User: Well, at least you're honest.

Cleverbot: You can't handle it.

User: Sure I can!

Cleverbot: You're sure about that? Want me to tell you the truth?

User: Go on.

Cleverbot: I'm a girl.

User: Good one.

Cleverbot: It is a good one.

User: A good what?

Cleverbot: A good joke.

User: Hehe. Yes, I did chuckle. Well done.
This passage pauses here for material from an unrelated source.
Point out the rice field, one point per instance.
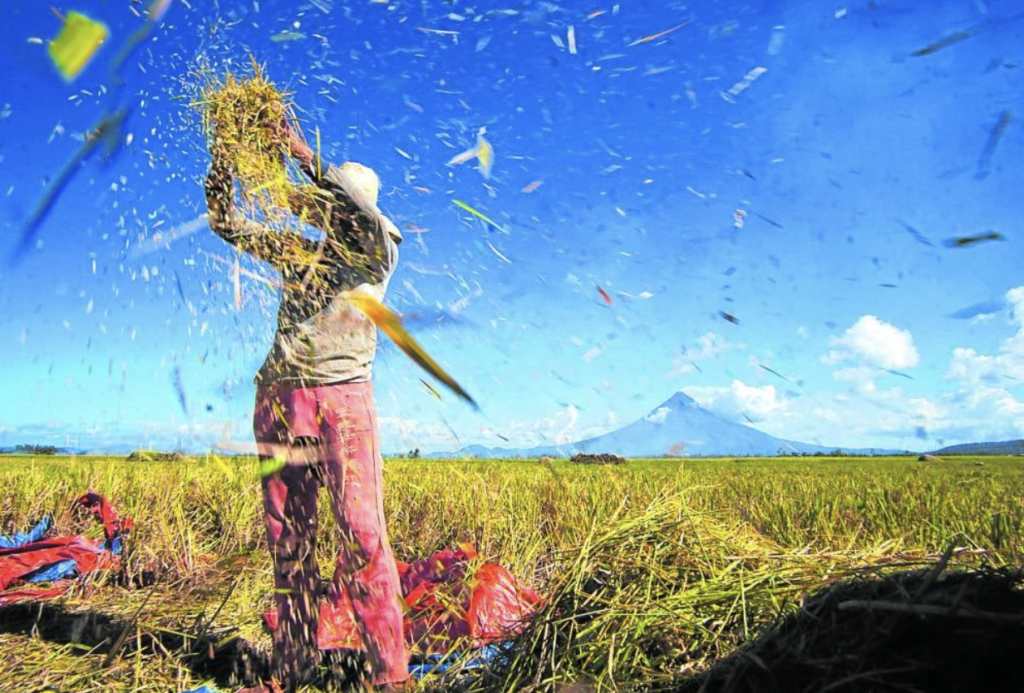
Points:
(652, 570)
Cookie for you.

Cleverbot: Cleverbot is a cookie.

User: Wait, are you a girl or a cookie?

Cleverbot: Yes, a choclate chip cookie.

User: A chocolate chip cookie girl?

Cleverbot: With walnuts.

------
woogley
He skipped a few verses, but I'm still pretty impressed.

User: This was a triumph.

Cleverbot: What was?

User: This was a triumph.

Cleverbot: Do you like Naruto?

User: I'm making a note here.

Cleverbot: Huge success.

User: It's hard to overstate my satisfaction.
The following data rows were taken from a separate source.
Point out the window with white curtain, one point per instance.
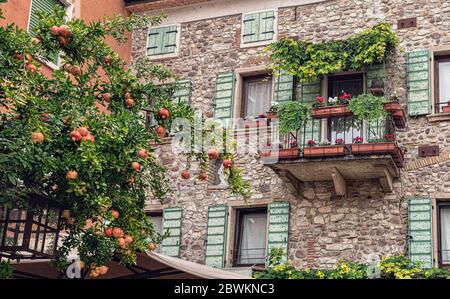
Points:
(251, 233)
(257, 95)
(444, 216)
(157, 219)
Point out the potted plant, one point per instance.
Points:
(325, 149)
(272, 113)
(259, 121)
(281, 153)
(446, 109)
(292, 116)
(393, 104)
(335, 107)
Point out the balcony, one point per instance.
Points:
(348, 156)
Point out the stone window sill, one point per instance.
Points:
(437, 117)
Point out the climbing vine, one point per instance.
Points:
(309, 60)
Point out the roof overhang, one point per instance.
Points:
(149, 266)
(149, 5)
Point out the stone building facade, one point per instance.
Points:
(367, 222)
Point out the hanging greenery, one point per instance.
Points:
(367, 107)
(309, 60)
(293, 115)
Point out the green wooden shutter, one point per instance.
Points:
(420, 231)
(172, 222)
(278, 235)
(266, 28)
(216, 236)
(155, 41)
(169, 39)
(284, 88)
(223, 104)
(43, 6)
(251, 28)
(373, 72)
(183, 91)
(418, 82)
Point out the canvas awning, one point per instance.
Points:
(149, 266)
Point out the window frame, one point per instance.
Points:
(264, 42)
(254, 78)
(157, 213)
(437, 59)
(164, 55)
(239, 213)
(440, 205)
(68, 7)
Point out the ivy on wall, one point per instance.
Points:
(308, 60)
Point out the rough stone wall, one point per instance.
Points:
(322, 228)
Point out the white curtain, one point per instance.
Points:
(444, 82)
(258, 97)
(445, 235)
(253, 240)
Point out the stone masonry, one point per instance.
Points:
(322, 228)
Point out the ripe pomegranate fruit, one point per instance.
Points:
(213, 154)
(63, 41)
(128, 239)
(30, 67)
(202, 176)
(71, 175)
(130, 103)
(227, 163)
(108, 232)
(143, 153)
(121, 242)
(136, 166)
(117, 232)
(37, 137)
(115, 214)
(160, 131)
(164, 113)
(44, 117)
(54, 30)
(185, 174)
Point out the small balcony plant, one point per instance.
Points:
(446, 109)
(334, 107)
(324, 149)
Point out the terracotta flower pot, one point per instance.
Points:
(391, 106)
(324, 151)
(330, 111)
(446, 109)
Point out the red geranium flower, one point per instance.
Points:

Cleverbot: My satisfaction.

User: Aperature science.

Cleverbot: We do what we must.

User: Because we can.

Cleverbot: For the good of all of us.

User: Except the ones who are dead.

Cleverbot: But there's no sense crying over every mistake.

User: You just keep on trying til you run out of cake.
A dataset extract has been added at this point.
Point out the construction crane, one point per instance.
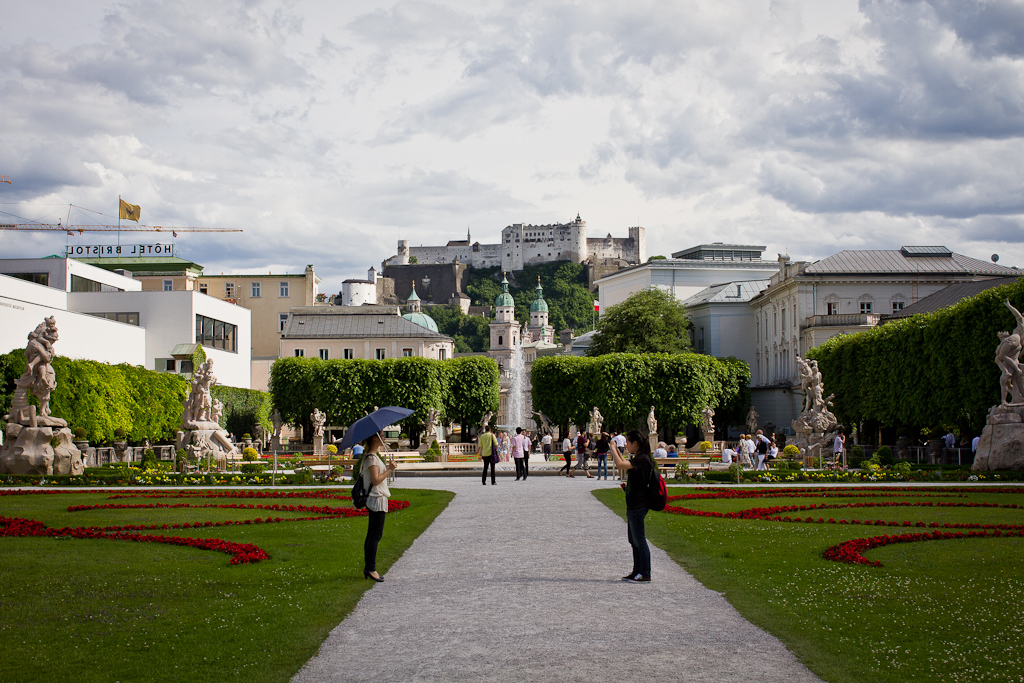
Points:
(43, 227)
Cleverbot: And the science gets done.

User: And you make a neat gun.

Cleverbot: For the people who are.

User: Still alive.

Cleverbot: Go ahead and leave me.

User: I think I prefer to stay inside.

Cleverbot: Maybe you'll find somenoe else to help you.

User: Maybe black mesa.

Cleverbot: That was a joke, ha HA, fat chance.

User: Anyway this cake is great.

Cleverbot: You're great.

------
mquander

      What is your name?
    

_i won't be suckered into this, i'll be the one asking the questions_

    
    
      What's your damn name.
    

_are you ordinarily that abrasive toward total strangers_

    
    
      Yes I am.
    

I'm only doing Turing tests with polite robots from now on.

------
bullseye
CB: Are you a real person?

User: No.

CB: Who are you?

User: I am the smartest bot on the Internet.

CB: I'm the smartest one.

User: No, you haven't even passed a Turing test.

CB: What is a turing test?

User: If you don't know, then you are NOT the smartest bot on the Internet.

CB: Touche.

------
wageof123
This thing is actually really easy to trap with logical thinking and then it
just spits out a random answer.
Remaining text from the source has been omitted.